Daniel pleaded guilty to a single count under the Espionage Act and was sentenced to 45 months in prison. Daniel’s case is a prescient warning of how an Espionage Act case against Assange would proceed.
At sentencing, the judge recognized Daniel as a “whistleblower” and recommended that he be placed in a minimum security medical prison. But the Bureau of Prisons instead sent him to an Orwellian “Communications Management Unit” nicknamed “Gitmo North”. There are only 2 such facilities in the country. Created in the aftermath of September 11th, they were intended to house terrorists. Daniel is a pacifist with no priors. Until recently, he was housed with “Merchant of Death” Viktor Bout. So when the US gives “assurances” that Assange won’t be put in a Supermax, don’t be fooled. Because he’ll end up in a far worse place.
In the CMU, Daniel is far more isolated from his support network, unable to receive the medical care he needs, and has more restrictions on his communications, reading materials, and visitors than prisoners on death row.
Earlier this year, Daniel applied to be transferred to the type of treatment program he was recommended for at sentencing, but in the CMU, the counter-terrorism unit gets a veto over such therapeutic programs. His application was denied. They still label him a threat. Meaning, even if Assange were to reach an acceptable plea agreement, Daniel’s case proves that the U.S. government can still use the prison system to retaliate.
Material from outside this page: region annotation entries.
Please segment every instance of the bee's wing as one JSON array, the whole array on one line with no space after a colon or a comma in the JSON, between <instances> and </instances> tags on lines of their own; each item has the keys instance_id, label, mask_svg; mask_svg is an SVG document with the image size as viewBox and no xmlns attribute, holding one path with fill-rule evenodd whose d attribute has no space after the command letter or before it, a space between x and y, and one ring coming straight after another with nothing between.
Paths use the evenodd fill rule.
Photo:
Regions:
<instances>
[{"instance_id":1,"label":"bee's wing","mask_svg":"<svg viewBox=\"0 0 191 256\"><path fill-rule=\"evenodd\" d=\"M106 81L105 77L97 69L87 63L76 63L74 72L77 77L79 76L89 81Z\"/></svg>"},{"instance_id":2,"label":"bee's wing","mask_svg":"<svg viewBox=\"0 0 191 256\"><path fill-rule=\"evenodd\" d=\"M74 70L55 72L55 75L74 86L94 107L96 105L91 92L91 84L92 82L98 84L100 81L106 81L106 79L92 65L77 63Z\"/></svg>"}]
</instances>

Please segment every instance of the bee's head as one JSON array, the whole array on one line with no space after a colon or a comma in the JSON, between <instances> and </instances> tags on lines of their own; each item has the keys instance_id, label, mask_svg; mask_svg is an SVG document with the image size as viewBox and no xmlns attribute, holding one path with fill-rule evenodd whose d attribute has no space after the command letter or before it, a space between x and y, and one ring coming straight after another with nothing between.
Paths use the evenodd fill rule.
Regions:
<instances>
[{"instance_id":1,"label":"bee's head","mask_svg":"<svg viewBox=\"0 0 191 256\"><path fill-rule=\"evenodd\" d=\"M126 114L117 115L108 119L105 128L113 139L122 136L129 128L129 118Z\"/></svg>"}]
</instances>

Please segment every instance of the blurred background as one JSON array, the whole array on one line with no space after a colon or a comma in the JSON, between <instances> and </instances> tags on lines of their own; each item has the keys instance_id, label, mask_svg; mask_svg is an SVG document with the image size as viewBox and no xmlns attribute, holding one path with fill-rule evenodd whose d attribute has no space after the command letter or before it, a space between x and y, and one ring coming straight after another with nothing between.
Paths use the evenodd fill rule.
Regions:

Assange is under attack for publishing information in the public interest, which is threat enough to the First Amendment in and of itself. But, from my extensive experience fighting the injustices in cases brought under the draconian Espionage Act, it’s abundantly clear that the Assange prosecution is also a threat to the most basic constitutional principles of fairness and due process. The charges must be dropped.